Evaluation of carbapenem inactivation method for accurate detection of pseudomonas aeroginosa isolates producing carbapenemase enzymes

• Main Authors: Beig M, Arabestani MR
• Format: Article
• Language: fas
• Published: Kurdistan University of Medical Sciences 2019-10-01
• Series: مجله علمی دانشگاه علوم پزشکی کردستان
• Subjects: pseudomonas aeruginosa; pcr; cim
• Online Access: http://sjku.muk.ac.ir/article-1-4770-en.pdf

Background and Aim: Different phenotypic methods are available for identification of pseudomonas aeroginosa isolates producing carbapenemase enzymes.
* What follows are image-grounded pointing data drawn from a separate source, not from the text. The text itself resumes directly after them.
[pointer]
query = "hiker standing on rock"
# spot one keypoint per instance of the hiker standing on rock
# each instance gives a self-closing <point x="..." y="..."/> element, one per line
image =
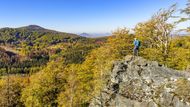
<point x="137" y="44"/>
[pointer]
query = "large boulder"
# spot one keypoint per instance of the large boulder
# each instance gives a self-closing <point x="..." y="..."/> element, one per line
<point x="136" y="82"/>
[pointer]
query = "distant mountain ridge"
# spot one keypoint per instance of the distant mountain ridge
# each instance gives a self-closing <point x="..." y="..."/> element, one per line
<point x="92" y="35"/>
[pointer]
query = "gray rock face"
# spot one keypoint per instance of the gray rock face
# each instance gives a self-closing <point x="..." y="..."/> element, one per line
<point x="141" y="83"/>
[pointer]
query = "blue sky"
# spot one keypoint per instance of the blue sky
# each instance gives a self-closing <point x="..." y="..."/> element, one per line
<point x="76" y="16"/>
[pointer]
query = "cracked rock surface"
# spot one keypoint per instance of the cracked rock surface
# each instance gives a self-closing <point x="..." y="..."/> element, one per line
<point x="141" y="83"/>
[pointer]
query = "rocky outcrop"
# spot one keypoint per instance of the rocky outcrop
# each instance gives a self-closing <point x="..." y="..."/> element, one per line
<point x="141" y="83"/>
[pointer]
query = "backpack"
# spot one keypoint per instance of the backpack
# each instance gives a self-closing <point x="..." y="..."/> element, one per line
<point x="139" y="43"/>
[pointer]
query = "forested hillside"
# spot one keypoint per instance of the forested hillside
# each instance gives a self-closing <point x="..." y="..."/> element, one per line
<point x="46" y="68"/>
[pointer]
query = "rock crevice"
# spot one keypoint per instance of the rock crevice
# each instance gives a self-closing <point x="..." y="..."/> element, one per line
<point x="141" y="83"/>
Carbapenem inactivation method (CIM) is a fast and inexpensive way for detection of this enzyme. The purpose of this study was to evaluate the CIM method for accurate identification of carbapenemase producing pseudomonas aeruginosa isolates. Materials and Methods: A total of 97 clinical specimens were collected from the patients in the hospitals of Hamadan from November 2017 to May 2018, in Iran. Antibiotic susceptibility test was performed by disc diffusion method. Minimum inhibitory concentration (MIC) for imipenem was measured by E-test. Then, CIM test and polymerase chain reaction (PCR) methods were performed. Sensitivity, specificity, positive predictive value (PPV) and negative predictive value (NPV) of the CIM test were calculated for each of the genes. Using SPSS16 software, significance of CIM test was evaluated by chi-square test (X2). Results: In this study, the highest and lowest levels of resistance belonged to cefoxitin 91 (93.8%) and piperacilin/tazobactam 38 (39.2%). Among 97 P. aeruginosa clinical isolates, 49 (50.51%) were carbapenemase producer with positive results for CIM test in 44 (89.7%) isolates, and negative results for CIM test in 48 (49.48%) isolates. Therefore, the sensitivity and specificity of the CIM test were 90% and 100%, respectively. Conclusions: According to the results of this study CIM method is an inexpensive test which can be easily performed and has high sensitivity and specificity for identification of carbapenemase producing P. aeruginosa isolates.